Step 7: Install OpenVINO into Virtual Environment

WHEEL_PATH=$(find . -name "openvino*.whl" | head -n 1)
pip install "$WHEEL_PATH"

Verify:

python -c "import openvino; print('OpenVINO version:', openvino.__version__)"

Step 8: Install OpenVINO GenAI

pip install openvino-genai

Verify:

python -c "from openvino import genai; print('OpenVINO GenAI imported')"

🔗 OpenVINO GenAI PyPI


Step 9: Verify jemalloc is Linked

Check if jemalloc symbols are embedded in the OpenVINO library:

# Find the core OpenVINO shared library
find venv/lib/python*/site-packages/openvino -name "*.so" -exec ldd {} \; | grep jemalloc

Should show:

libjemalloc.so.2 => /usr/lib/x86_64-linux-gnu/libjemalloc.so.2

Or use objdump:

objdump -p venv/lib/python*/site-packages/openvino/*.so | grep NEEDED | grep jemalloc

Should output:

NEEDED               libjemalloc.so.2

✅ This confirms jemalloc is directly linked, not just preloaded.


Step 10: Install Agentic Coding Dependencies

pip install \
    optimum-intel \
    huggingface-hub \
    transformers \
    llama-index \
    llama-index-llms-openvino-genai \
    jupyter

Troubleshooting

Ensure libjemalloc-dev is installed:

dpkg -L libjemalloc-dev | grep libjemalloc.so

If not found, reinstall:

sudo apt install --reinstall libjemalloc-dev

2. Linking Fails with “undefined reference”

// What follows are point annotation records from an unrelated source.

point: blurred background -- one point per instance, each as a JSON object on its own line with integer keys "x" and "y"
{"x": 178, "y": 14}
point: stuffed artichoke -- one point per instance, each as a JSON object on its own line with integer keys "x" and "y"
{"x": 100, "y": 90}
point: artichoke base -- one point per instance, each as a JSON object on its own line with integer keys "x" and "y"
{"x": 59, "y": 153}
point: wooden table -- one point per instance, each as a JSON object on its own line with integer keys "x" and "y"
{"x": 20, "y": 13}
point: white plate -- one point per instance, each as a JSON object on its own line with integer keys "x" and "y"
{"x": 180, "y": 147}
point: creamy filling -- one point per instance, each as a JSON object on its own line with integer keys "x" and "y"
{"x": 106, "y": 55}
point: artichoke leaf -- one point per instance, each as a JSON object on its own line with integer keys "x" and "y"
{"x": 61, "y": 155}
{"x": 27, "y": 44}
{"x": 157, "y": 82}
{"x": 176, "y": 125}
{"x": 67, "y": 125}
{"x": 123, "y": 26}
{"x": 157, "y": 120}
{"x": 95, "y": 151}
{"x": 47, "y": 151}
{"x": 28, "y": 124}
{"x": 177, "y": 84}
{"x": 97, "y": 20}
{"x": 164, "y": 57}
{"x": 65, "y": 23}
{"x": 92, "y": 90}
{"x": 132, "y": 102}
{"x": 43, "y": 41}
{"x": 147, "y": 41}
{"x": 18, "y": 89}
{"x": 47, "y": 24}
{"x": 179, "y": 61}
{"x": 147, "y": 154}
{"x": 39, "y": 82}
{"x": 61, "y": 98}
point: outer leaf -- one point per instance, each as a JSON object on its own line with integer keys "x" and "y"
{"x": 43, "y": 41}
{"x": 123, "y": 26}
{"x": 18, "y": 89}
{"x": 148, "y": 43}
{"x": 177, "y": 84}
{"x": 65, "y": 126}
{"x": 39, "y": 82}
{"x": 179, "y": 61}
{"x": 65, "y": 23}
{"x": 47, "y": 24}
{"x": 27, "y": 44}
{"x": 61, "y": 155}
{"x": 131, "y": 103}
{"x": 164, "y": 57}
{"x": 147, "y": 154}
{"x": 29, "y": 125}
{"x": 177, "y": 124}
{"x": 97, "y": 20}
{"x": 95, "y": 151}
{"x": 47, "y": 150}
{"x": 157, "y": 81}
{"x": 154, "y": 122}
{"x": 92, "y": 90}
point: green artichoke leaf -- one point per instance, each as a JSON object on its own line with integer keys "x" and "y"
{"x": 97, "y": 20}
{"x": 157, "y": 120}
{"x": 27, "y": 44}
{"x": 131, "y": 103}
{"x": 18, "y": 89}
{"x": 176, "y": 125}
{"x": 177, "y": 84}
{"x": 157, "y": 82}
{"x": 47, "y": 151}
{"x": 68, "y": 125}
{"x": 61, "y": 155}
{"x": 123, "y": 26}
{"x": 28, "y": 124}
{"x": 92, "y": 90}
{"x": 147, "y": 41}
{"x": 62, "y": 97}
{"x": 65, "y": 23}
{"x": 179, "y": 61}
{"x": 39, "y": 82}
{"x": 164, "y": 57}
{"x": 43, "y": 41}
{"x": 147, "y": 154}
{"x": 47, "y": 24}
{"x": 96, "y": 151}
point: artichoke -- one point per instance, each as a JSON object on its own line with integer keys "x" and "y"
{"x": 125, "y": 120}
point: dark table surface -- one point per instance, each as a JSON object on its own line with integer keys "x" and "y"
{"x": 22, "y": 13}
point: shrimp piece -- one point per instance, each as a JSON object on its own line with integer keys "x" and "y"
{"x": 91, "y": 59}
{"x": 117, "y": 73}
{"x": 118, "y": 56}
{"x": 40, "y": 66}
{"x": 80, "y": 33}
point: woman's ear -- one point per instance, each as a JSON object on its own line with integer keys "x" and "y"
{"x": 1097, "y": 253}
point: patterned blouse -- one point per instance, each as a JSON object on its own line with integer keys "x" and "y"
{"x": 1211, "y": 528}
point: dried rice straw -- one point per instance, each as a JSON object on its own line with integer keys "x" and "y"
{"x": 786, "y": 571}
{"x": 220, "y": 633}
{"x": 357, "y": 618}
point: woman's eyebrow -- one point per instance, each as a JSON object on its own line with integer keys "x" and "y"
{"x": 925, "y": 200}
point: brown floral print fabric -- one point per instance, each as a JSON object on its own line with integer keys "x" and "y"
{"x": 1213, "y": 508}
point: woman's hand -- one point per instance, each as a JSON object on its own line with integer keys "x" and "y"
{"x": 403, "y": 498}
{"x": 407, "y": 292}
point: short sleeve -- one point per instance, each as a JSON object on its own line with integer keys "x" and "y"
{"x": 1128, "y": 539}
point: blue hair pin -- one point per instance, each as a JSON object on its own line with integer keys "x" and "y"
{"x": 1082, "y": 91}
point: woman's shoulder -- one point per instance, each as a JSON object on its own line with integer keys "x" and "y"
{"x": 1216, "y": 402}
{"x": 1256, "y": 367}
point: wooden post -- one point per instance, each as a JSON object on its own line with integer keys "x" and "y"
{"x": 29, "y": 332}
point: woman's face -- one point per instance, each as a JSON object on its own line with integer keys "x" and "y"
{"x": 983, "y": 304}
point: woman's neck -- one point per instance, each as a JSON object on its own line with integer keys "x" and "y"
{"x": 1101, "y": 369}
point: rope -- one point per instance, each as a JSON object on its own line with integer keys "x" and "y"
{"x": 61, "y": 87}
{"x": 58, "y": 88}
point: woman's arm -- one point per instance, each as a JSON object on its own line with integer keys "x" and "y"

The patch assumes the library is named libjemalloc.so. Verify:

ls /usr/lib/x86_64-linux-gnu/libjemalloc*

If the name differs (e.g., libjemalloc.so.2), update the find_library call:

find_library(JEMALLOC_LIB jemalloc.so.2 PATHS /usr/lib/x86_64-linux-gnu)

3. oneMKL Not Used

Check CMake output for:

-- MKL-DNN enabled
-- Intel Math Kernel Library: YES

Ensure source /opt/intel/oneapi/setvars.sh was run before CMake.


Conclusion

You’ve successfully built OpenVINO GenAI with:

  • Intel oneMKL via oneAPI for accelerated math
  • Ubuntu’s system jemalloc linked directly via -ljemalloc
  • ✅ No need for LD_PRELOAD—memory allocation is built-in
  • ✅ Ready for agentic coding with optimized performance

This configuration ensures that all OpenVINO-managed memory allocations go through jemalloc, reducing fragmentation and improving concurrency in agent workloads.

📚 Official Docs:

Happy coding with your optimized AI agents!